SindBERT, the first large Turkish RoBERTa-style model

SindBERT

SindBert – The Turkish Model That Started a New Chapter

SindBert started as an exploratory attempt to bring high-quality RoBERTa-style language modeling to Turkish. The idea originally emerged during the broader multilingual phase that followed GottBERT, GeistBERT, ChristBERT, HalleluBERT and PortBERT. After finishing PortBERT, the timing finally felt right to extend this line of research to another underrepresented language.

With the pipeline already stable from previous projects, we created the first large-scale RoBERTa-style Turkish model. This makes SindBert a significant technical milestone within the landscape of Turkish transformer models, and an important step toward raising Turkish NLP to the architectural standards used in higher-resource languages.

The study behind SindBert was conducted with considerable care. We systematically reviewed existing Turkish models and evaluated them across an extensive set of downstream benchmarks. The evaluation was carried out in two stages: first on a private workstation with two RTX 3090 GPUs in SLI, and later on the LRZ BayernKI H100 cluster, which enabled the training and assessment of the large SindBert variants.
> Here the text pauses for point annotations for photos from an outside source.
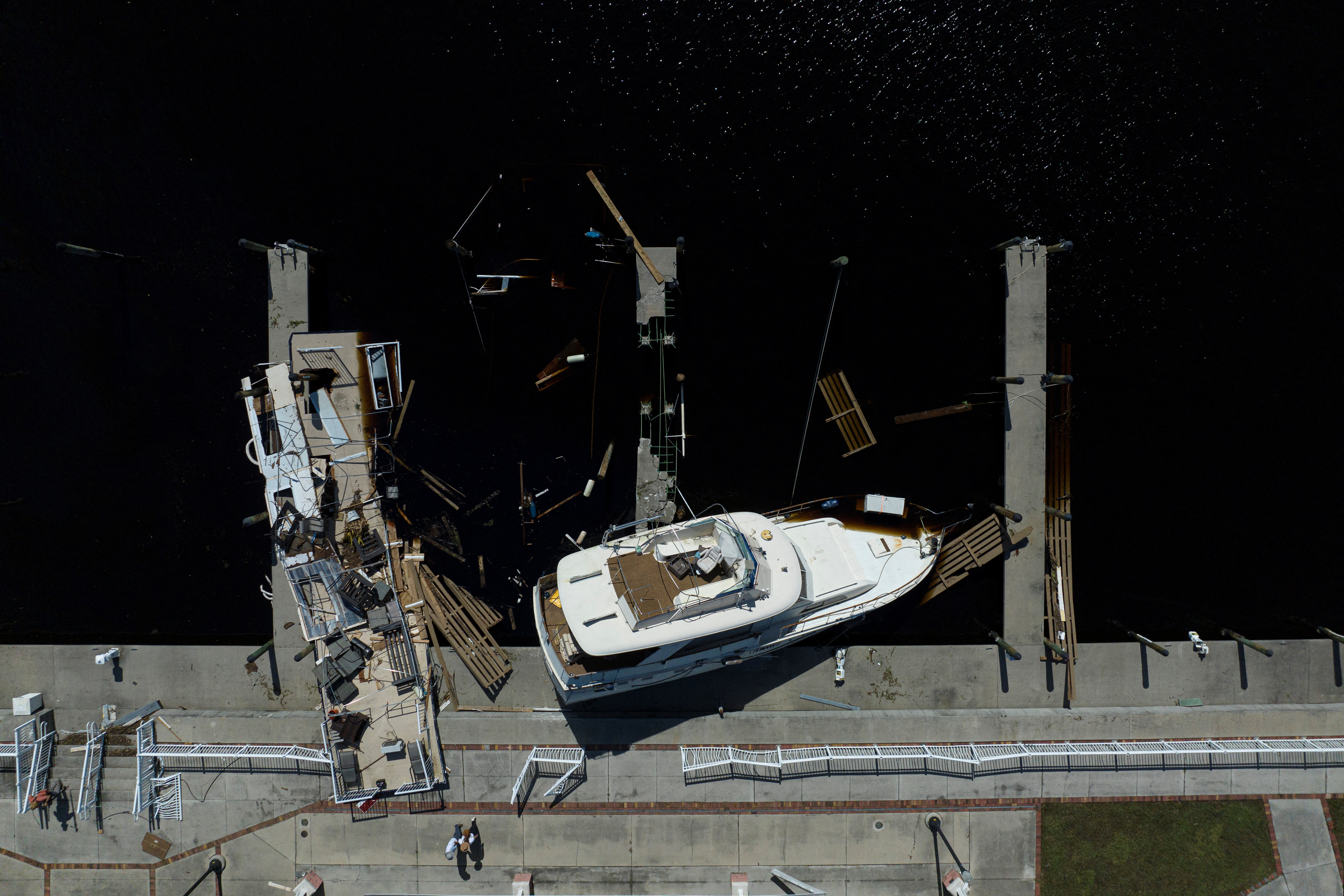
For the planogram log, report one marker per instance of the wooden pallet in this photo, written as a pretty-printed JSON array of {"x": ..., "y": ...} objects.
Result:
[
  {"x": 846, "y": 413},
  {"x": 461, "y": 625},
  {"x": 975, "y": 547}
]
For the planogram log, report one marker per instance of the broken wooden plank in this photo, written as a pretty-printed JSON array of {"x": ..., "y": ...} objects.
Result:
[
  {"x": 626, "y": 228},
  {"x": 478, "y": 651},
  {"x": 485, "y": 613},
  {"x": 560, "y": 506},
  {"x": 937, "y": 411}
]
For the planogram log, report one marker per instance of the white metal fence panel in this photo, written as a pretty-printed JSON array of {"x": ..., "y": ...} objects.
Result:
[
  {"x": 561, "y": 762},
  {"x": 169, "y": 797},
  {"x": 976, "y": 758}
]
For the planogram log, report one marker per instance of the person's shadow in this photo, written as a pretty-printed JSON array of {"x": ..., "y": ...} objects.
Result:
[
  {"x": 64, "y": 811},
  {"x": 475, "y": 855}
]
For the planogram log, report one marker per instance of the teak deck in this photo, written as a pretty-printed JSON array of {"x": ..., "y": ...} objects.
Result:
[
  {"x": 647, "y": 586},
  {"x": 846, "y": 413}
]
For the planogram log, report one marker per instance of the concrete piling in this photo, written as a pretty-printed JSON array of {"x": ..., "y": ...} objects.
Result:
[
  {"x": 1229, "y": 633},
  {"x": 295, "y": 244},
  {"x": 252, "y": 657},
  {"x": 1142, "y": 639},
  {"x": 1055, "y": 648},
  {"x": 1007, "y": 648}
]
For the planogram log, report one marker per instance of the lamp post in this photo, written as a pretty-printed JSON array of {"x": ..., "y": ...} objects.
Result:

A key insight from the study was that the performance of Turkish models is not driven simply by corpus size. Extremely large corpora did not consistently translate into stronger results. Instead, the best performance came from models trained on corpora with moderate size but high internal variance and quality. This finding reinforces the idea that thoughtful corpus design often matters more than sheer quantity for languages with complex morphology.

Although SindBERT does not yet have a formal publication attached to it, the project marks the beginning of a new chapter in my international research. It follows directly after PortBERT and represents the point where the broader model family began to expand into new linguistic territory. The work was completed in Freiburg at my new research institution, where the evaluations and analyses were finalized. SindBERT may evolve further or be revisited in a second iteration, but even in its current form it stands as the first large Turkish RoBERTa-style model and an important step toward stronger transformer development for the Turkish language. A preprint of the work is available, and the paper has been submitted to SIGTURK@EACL 2026.